Upon review, it seems that none of this is the norm in our current system, so everything here is an unmet need, in our opinion.  Some of it ends up happening with some patients and caregivers (based on their personal research, recommendations from others, church counseling or other), but not based on an intentional, organized PC program.  The goal here is to achieve the outcomes described for as many as possible, not just for the fortunate few.

That said, Rome wasn’t built in a day.  Priorities will need to be established.  Programs that attempt to achieve too much too fast typically fail. We would recommend choosing priorities that have the greatest potential to positively affect the overall PC experience for patients and caregivers.  Here is a description of actions to pursue in the short term concurrently, if possible:

  1. Changes in medical school curriculums and related training.
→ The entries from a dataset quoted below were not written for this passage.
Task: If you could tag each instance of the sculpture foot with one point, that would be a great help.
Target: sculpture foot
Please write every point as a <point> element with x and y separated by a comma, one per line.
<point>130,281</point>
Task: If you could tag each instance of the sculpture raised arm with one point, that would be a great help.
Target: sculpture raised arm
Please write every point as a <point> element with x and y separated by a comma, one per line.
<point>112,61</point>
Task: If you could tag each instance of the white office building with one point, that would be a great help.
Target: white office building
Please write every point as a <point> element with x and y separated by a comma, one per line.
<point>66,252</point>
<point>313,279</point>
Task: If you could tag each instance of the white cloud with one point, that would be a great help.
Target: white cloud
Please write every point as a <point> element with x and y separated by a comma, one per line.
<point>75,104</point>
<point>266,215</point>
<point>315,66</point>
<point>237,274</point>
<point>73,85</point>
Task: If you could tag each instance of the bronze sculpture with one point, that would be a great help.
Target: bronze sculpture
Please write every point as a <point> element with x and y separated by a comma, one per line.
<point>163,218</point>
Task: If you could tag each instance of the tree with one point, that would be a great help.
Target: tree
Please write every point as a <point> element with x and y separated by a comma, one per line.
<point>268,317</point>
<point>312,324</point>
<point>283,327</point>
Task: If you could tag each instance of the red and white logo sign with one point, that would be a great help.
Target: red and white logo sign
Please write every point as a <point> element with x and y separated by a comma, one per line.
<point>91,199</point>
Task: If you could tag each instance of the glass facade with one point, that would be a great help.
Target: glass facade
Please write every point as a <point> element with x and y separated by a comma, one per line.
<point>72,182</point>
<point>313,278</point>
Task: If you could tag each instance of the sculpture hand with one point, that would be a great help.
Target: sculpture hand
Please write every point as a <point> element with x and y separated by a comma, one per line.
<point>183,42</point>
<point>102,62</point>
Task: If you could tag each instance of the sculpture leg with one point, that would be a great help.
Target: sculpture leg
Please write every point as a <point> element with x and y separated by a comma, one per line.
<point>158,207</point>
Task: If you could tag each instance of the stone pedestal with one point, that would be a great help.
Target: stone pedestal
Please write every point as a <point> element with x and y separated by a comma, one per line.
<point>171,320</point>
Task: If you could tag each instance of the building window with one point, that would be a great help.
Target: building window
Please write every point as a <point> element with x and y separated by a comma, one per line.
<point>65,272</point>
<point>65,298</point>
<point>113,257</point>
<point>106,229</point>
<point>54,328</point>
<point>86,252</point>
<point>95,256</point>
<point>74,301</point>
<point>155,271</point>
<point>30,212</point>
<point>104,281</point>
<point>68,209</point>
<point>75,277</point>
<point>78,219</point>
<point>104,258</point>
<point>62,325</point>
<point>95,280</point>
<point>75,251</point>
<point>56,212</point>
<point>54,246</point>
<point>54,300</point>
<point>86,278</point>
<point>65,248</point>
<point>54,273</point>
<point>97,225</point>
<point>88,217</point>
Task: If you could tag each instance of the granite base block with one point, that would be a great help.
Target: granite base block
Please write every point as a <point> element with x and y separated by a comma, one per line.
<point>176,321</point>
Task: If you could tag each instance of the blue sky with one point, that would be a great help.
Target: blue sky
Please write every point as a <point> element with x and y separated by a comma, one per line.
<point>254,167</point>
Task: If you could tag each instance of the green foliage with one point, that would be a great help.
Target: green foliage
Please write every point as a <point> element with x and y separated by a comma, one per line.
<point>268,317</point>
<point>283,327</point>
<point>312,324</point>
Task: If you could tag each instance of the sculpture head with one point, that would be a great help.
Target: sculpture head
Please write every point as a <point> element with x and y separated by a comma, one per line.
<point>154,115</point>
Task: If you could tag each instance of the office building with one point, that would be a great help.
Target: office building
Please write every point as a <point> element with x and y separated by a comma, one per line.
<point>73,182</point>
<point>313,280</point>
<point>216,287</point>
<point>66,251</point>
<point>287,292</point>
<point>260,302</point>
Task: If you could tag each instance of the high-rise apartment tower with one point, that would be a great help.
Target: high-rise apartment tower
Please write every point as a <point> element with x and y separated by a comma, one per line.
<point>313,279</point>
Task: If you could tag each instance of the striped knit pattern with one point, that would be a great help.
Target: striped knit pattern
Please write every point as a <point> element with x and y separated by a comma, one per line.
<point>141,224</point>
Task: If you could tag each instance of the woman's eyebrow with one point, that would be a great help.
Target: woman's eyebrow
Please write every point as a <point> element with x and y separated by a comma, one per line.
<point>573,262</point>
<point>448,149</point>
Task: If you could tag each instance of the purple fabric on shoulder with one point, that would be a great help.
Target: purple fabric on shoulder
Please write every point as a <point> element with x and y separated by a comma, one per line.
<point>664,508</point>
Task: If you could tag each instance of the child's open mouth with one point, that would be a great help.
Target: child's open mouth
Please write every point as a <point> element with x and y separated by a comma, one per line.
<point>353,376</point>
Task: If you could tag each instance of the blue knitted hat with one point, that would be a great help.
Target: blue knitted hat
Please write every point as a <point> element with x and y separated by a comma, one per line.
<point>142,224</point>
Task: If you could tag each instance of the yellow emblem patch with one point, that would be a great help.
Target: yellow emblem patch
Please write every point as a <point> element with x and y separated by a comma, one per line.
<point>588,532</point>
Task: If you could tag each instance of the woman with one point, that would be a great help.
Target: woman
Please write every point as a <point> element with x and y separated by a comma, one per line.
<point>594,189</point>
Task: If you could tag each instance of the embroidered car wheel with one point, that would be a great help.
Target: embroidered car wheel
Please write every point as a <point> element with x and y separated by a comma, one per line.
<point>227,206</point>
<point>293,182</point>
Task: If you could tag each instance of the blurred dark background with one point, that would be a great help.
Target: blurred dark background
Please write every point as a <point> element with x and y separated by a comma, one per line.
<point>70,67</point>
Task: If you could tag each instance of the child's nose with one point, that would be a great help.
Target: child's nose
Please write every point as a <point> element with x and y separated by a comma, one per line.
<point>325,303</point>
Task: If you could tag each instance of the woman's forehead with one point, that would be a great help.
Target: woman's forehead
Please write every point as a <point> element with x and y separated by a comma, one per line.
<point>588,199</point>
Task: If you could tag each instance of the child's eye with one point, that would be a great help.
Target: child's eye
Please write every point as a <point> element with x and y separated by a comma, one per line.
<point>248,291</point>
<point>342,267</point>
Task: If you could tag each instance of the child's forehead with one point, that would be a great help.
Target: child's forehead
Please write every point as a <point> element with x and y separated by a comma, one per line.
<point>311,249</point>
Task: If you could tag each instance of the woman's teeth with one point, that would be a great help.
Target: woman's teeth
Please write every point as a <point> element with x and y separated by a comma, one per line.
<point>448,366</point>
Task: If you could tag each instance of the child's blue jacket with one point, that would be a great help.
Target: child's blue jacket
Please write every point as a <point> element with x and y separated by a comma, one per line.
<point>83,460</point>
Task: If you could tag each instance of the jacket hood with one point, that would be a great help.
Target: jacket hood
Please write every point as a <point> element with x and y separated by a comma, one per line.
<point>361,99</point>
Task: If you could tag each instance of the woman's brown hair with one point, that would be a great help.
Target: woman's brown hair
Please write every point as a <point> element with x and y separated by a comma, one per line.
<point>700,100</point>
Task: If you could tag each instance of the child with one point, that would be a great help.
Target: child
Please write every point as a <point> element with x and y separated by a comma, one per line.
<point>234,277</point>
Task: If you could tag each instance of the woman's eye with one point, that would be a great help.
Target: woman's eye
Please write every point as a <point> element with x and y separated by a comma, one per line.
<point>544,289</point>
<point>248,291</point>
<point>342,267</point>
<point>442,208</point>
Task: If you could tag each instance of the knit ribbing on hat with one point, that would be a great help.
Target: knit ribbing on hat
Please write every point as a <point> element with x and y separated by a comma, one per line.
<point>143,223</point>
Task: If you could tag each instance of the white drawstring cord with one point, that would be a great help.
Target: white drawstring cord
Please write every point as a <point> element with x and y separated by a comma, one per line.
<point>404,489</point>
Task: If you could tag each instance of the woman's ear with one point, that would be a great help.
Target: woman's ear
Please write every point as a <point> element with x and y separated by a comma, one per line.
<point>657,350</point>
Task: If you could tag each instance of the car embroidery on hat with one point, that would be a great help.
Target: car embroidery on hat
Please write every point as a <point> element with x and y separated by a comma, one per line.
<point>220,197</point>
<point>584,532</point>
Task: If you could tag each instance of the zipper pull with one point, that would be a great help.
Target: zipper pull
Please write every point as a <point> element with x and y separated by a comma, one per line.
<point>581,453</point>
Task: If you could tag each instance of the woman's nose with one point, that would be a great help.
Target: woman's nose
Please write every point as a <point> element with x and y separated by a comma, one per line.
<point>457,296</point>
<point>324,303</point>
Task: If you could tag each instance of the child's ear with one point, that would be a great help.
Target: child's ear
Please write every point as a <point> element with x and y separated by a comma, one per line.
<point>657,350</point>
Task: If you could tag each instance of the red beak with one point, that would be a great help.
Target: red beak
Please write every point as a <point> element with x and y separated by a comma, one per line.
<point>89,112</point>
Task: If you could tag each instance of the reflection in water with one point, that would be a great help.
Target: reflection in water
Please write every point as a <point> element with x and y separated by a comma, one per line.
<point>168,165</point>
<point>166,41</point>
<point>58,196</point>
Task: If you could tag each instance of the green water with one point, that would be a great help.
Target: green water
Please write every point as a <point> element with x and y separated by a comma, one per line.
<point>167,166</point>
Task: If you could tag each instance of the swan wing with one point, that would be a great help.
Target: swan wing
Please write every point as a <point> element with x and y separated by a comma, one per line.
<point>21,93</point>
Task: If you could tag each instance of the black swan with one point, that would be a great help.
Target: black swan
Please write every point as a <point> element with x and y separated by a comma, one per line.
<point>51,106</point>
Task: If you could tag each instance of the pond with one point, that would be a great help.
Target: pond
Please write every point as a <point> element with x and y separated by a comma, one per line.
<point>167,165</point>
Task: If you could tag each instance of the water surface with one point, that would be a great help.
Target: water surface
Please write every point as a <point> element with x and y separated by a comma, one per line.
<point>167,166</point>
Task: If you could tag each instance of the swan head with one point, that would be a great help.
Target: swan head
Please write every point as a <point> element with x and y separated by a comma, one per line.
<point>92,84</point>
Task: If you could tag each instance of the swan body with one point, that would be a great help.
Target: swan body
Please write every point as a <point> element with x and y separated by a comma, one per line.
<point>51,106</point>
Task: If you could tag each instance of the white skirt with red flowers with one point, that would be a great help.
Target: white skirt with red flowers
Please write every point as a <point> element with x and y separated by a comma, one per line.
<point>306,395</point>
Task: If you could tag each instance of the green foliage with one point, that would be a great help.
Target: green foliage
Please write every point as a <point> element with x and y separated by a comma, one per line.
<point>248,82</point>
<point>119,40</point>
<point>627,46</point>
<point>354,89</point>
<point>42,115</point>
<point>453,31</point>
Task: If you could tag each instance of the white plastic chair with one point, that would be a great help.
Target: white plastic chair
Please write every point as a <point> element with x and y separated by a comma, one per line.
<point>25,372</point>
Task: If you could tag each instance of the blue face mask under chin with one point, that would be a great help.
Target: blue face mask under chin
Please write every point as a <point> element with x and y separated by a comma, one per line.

  2. Create a PC team (similar to the UCH model) and focus on the middle stage educational piece/plan development.
  3. Track status of each patient/caregiver in late stage to ensure plan is being followed.  Assist/support/intervene as necessary.
  4. Develop and implement standard practices for initial diagnosis appointment (including rebranding).
  5. Develop telemedicine capability to reach the PD population in remote and rural areas.